In-environment deployment is table stakes. The survey’s privacy findings line up with what every procurement review in healthcare ends up concluding: systems that cannot run inside the customer’s environment are eliminated before they reach accuracy evaluation. Organizations building or buying generative AI for healthcare should treat on-premises or private-cloud deployment as a hard requirement, not a premium feature.
The practitioners represented in this survey are building the next generation of healthcare AI quietly, while the public conversation is still stuck on exam-score headlines. Their choices — healthcare-specific models, compositions rather than single models, humans in the loop, in-environment deployment, accuracy weighted above cost — are a more reliable guide to what works than the pitch deck of any frontier-model vendor. The 2024 survey was the first annual edition; subsequent editions will reveal how much further the production bar has shifted. On the evidence of this first one, the gap between the operator view and the media view of healthcare AI was significant, and the operator view was the one worth listening to.
FAQ
How representative are the 304 respondents?
The survey was conducted by Gradient Flow over 33 days in early 2024, with 304 participants of whom 196 were actively engaged in evaluating, using, or deploying generative AI in healthcare or life sciences. Respondents were recruited through online channels including the Gradient Flow newsletter, social media, and industry partners. As with any voluntary survey, respondents self-select, but the sample size and the mix of technical leaders, data scientists, and practitioners make the distributions reasonably informative about the population of actively building organizations.
Does “healthcare-specific small models” mean models trained from scratch for healthcare, or fine-tuned general models?
Both. The category in the survey covers models in the roughly 100M–10B parameter range that have either been trained from scratch on healthcare data or fine-tuned from a general base on healthcare data. The operational distinction from frontier LLMs is that they can be run on a single GPU (or CPU for the smaller ones), in the customer’s environment, at fixed cost.
Why was cost rated lowest in evaluation priority?
Because in healthcare, the cost of a wrong answer typically exceeds the cost of the model. A missed adverse event, a mis-coded diagnosis, a leaked patient record, or a failed regulatory audit has consequences (clinical, financial, and reputational) that dwarf the per-record cost of inference. Practitioners who have absorbed those consequences rate accuracy and privacy above cost, because they know the downstream numbers.
What is the practical threshold for “high accuracy” in healthcare AI?
It depends on the task and on whether the workflow includes human review. For tasks where automation is the point (de-identification, PHI detection, high-volume clinical coding) the practical threshold is above 99% on the first pass, because below that every record still needs human review. For tasks with a designed human-in-the-loop review layer, the AI-only accuracy can be lower (90–96% is routine) as long as confidence calibration routes the uncertain records to reviewers reliably.
Is the budget growth seen in the 2024 survey sustainable?

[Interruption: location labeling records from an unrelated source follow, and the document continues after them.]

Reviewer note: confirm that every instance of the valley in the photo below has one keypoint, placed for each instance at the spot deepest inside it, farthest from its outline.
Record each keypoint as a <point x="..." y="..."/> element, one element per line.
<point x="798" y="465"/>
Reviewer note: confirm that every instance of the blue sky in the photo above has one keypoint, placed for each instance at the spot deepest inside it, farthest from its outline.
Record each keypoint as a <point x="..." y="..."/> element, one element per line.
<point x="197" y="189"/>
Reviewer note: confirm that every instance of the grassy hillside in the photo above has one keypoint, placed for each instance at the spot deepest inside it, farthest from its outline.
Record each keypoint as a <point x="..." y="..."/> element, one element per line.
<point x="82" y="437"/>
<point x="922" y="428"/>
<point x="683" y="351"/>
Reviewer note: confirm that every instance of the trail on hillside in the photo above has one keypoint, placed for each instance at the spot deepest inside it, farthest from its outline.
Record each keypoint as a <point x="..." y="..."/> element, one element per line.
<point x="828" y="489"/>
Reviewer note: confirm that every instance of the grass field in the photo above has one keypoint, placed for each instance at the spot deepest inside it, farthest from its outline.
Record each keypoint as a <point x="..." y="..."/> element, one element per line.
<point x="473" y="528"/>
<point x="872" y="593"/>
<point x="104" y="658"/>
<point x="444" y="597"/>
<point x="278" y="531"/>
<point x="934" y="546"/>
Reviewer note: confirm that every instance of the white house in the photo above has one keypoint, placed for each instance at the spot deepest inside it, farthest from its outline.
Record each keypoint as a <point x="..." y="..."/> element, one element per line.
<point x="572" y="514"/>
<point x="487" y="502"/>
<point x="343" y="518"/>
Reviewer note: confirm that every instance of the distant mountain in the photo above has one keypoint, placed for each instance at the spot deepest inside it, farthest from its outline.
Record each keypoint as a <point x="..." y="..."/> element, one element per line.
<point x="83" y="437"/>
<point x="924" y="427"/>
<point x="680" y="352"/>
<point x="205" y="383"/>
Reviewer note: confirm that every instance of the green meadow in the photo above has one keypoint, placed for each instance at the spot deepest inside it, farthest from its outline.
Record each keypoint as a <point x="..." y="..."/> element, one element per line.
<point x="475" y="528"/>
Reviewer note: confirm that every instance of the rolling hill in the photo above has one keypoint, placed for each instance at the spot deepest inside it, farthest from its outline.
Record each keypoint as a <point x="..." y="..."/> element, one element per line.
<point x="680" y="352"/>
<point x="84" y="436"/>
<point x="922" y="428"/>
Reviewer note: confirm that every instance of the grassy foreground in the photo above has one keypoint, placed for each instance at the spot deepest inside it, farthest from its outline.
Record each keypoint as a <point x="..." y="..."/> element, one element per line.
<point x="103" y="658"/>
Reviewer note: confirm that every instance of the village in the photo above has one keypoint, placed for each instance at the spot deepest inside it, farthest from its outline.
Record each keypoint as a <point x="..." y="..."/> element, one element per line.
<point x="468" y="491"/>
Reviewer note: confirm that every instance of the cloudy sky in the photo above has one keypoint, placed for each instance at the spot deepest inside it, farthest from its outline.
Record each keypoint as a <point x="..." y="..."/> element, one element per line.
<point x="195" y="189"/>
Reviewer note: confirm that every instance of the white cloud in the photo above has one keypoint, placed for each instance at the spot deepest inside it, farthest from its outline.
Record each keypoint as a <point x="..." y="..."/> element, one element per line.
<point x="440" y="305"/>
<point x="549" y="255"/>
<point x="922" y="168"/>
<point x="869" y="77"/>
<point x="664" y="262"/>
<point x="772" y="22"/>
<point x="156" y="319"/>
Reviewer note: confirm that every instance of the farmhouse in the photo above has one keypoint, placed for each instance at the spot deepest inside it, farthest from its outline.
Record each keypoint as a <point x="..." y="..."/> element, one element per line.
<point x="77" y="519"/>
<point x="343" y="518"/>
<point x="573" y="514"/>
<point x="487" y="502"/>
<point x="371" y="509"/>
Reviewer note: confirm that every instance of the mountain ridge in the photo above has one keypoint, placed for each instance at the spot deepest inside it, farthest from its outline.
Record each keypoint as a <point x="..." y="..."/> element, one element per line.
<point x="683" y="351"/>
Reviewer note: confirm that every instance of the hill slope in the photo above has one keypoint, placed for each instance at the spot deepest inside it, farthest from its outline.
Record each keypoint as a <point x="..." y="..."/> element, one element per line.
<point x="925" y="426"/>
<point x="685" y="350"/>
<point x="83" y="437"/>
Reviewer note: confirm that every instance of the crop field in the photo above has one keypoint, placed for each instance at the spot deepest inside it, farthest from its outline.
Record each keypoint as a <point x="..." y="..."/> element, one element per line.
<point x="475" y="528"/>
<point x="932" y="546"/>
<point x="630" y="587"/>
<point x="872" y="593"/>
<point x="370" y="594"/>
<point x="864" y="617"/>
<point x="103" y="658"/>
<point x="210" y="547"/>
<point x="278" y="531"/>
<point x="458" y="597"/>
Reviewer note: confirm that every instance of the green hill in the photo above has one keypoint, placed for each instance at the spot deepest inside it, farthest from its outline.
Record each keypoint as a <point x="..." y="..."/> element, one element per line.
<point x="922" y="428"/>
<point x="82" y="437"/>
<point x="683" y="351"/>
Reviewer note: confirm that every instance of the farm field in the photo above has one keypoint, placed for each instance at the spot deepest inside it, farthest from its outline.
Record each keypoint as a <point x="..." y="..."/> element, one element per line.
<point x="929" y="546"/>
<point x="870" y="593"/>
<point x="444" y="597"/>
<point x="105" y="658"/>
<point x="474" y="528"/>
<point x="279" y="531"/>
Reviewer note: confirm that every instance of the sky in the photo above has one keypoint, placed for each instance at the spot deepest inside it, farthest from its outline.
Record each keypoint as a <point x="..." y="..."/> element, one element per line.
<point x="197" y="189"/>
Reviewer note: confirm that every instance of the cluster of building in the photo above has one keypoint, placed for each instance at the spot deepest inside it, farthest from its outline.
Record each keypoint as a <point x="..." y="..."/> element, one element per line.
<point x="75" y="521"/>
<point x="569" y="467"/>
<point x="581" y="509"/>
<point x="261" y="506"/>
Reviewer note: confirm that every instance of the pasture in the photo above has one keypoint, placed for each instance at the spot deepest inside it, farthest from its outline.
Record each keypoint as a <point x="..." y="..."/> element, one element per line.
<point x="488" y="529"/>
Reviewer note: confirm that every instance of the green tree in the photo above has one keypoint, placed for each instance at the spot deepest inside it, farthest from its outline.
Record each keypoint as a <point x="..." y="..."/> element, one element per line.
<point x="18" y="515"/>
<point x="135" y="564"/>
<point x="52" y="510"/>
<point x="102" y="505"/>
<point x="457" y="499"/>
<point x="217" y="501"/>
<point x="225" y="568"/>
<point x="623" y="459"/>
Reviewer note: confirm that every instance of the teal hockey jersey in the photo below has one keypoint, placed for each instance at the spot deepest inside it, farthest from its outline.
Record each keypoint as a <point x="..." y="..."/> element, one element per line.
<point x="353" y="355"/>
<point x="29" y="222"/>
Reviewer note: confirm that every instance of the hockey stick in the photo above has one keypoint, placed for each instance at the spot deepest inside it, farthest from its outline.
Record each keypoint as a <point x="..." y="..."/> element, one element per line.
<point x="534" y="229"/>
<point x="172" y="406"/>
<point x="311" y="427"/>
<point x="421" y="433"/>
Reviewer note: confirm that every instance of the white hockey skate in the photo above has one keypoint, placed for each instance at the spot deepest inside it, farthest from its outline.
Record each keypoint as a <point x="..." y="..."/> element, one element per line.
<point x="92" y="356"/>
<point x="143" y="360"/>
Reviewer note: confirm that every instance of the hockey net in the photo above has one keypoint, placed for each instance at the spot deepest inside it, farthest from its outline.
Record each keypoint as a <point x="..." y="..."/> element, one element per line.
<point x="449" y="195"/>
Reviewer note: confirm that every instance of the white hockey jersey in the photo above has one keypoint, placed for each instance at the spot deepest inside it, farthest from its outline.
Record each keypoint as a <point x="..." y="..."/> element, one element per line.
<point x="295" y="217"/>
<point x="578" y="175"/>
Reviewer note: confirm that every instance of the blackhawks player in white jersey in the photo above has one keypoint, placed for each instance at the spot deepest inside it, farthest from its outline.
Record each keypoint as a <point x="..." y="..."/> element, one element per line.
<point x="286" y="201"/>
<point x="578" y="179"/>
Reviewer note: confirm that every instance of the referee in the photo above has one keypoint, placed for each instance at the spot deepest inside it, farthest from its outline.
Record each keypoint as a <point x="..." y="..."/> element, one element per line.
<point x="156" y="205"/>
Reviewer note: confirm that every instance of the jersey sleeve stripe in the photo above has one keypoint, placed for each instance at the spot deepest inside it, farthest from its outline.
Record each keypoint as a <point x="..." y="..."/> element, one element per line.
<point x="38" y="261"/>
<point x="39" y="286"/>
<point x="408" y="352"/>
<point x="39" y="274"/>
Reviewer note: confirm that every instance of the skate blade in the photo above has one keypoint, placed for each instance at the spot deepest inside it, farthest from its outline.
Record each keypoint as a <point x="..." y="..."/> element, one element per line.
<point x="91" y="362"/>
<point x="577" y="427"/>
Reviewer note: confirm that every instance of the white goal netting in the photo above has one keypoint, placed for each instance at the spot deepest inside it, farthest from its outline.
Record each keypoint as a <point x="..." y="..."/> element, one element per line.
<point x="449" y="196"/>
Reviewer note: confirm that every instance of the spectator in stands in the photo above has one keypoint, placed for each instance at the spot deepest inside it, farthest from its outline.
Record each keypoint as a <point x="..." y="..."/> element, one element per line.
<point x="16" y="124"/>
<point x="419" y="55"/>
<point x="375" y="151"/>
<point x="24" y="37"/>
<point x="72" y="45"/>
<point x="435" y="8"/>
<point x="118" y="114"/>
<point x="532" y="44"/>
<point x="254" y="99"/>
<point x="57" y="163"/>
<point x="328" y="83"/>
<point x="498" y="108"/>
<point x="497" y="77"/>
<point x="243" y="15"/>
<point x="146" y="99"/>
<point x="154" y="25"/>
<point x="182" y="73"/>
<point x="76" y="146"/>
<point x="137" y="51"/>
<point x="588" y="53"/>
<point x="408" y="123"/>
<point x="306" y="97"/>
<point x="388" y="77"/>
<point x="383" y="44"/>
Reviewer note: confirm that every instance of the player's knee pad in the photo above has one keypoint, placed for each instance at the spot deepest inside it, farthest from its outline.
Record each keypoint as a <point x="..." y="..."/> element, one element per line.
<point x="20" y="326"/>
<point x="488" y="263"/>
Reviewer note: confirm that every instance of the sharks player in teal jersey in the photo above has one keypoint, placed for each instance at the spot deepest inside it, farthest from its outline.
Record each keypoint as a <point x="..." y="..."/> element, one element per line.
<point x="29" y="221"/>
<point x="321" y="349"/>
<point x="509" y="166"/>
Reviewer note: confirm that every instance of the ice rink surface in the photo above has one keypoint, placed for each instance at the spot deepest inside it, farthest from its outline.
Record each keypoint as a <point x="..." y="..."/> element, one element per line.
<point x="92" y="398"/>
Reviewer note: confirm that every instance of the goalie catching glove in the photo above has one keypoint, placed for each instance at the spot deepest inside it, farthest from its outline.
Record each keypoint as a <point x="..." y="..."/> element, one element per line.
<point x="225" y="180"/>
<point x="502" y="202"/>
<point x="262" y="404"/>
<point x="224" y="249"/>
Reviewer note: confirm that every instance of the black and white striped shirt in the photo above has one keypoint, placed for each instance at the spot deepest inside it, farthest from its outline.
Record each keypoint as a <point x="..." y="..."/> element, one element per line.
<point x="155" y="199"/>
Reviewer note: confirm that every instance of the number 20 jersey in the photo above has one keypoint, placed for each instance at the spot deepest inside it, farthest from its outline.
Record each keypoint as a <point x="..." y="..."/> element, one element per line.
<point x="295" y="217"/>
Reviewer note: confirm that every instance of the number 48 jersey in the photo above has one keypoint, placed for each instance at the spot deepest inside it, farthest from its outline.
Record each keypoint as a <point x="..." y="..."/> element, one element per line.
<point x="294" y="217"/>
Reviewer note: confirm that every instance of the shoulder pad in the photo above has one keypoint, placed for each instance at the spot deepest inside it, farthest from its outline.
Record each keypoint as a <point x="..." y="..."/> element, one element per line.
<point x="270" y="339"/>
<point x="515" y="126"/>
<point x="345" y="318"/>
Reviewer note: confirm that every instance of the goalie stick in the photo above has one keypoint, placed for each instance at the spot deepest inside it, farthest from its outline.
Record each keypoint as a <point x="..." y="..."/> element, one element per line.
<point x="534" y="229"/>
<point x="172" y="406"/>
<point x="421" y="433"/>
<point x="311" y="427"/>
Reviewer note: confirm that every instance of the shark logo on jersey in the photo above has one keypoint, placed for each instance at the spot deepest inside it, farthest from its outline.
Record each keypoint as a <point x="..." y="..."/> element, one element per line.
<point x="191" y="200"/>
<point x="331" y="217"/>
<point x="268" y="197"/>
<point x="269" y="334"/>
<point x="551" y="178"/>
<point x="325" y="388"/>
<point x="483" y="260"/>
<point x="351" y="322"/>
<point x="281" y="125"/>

Two years later, the answer appears to be yes: subsequent surveys and the evidence from public healthcare AI deployments show continued investment, broader adoption beyond early-adopter organizations, and a shift from pilot projects to operational workloads. The organizations that bet on the space in 2024 largely kept investing in 2025 and 2026. Organizations that stayed on the sidelines are now doing the catch-up work.